Posted on:2001-06-25Degree:Ph.DType:Dissertation
University:University of California, RiversideCandidate:Levesque, Richard GuildorFull Text:PDF
GTID:1465390014453666Subject:Literature
Abstract/Summary:
Much of the previous scholarship done on Hollywood writers has focused on the question of whether they were damaged artistically by contact with the film industry. Such work often leaves unexamined the body of artistic works which reflect in varying degrees the culture in which these writers found themselves. Rather than treat the Hollywood novel as a reflection of the film industry's corruption of its writers, to examine such novels as reflections of Hollywood culture is to recover these texts from the literary ghetto to which many critics have relegated them. This study examines Hollywood novels written between 1920 and 1940 by authors directly involved in some aspect of film production as analyses rather than results of the culture(s) that produced them. In one respect, these novels explicitly deny that the writer's voice was silenced by Hollywood. But in another sense, they do more than undermine the myth of Hollywood-the-destroyer. In their complexity and variety as well as their ability to scrutinize the complexity of the film industry, such novels reveal Hollywood to be multi-layered, a text in itself that can be examined not only in terms of its industrial praxis but also in terms of its existence as an ideological, cultural and even geographic entity.; Furthermore, to push the definition of Hollywood fiction further from the central and centralizing argument about Hollywood-the-destroyer and to view such novels as more than the product of literary frustrations, this study focuses on a variety of social and cultural issues brought forth in these texts. This analysis is framed by discussions of creativity and the artist's place in Hollywood culture in chapters examining F. Scott Fitzgerald's The Love of the Last Tycoon and Nathanael West's The Day of the Locust.

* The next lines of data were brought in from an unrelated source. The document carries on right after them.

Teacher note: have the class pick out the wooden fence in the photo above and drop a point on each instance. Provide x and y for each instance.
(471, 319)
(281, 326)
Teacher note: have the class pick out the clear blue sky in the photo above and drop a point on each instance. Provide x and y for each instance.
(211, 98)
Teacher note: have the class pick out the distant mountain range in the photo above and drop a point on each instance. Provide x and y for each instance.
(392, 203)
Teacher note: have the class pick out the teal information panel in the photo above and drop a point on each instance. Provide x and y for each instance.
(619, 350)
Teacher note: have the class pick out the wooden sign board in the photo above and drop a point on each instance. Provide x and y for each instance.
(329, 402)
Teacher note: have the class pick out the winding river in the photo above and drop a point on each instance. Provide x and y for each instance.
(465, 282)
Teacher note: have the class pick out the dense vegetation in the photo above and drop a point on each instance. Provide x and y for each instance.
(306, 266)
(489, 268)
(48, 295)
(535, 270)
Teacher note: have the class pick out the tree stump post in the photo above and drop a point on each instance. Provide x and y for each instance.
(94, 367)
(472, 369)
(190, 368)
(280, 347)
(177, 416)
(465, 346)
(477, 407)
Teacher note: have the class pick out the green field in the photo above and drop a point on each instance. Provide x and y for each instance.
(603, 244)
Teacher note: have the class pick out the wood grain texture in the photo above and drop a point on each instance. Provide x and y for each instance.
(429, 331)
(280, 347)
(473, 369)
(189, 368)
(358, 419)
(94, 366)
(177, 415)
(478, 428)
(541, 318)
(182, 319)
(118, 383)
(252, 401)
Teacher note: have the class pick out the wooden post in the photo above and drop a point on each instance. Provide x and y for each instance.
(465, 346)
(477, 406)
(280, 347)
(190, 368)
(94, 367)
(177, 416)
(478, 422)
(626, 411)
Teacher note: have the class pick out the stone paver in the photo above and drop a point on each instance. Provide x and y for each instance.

However, the remaining chapters move away from such questions, focusing on lesser known works, such as Frances Marion's Minnie Flynn, Don Ryan's A Roman Holiday and John Fante's Ask the Dust. These chapters examine the treatment of women's work in Hollywood, reactions to the imposition of moral codes, and the question of Hollywood's place in a multi-cultural setting. In this way, the study shows that analyzing the work of the screenwriter-novelist is particularly revealing of film industry culture and practice while simultaneously expanding the debate over the cultural positioning and creative output of the Hollywood novelist.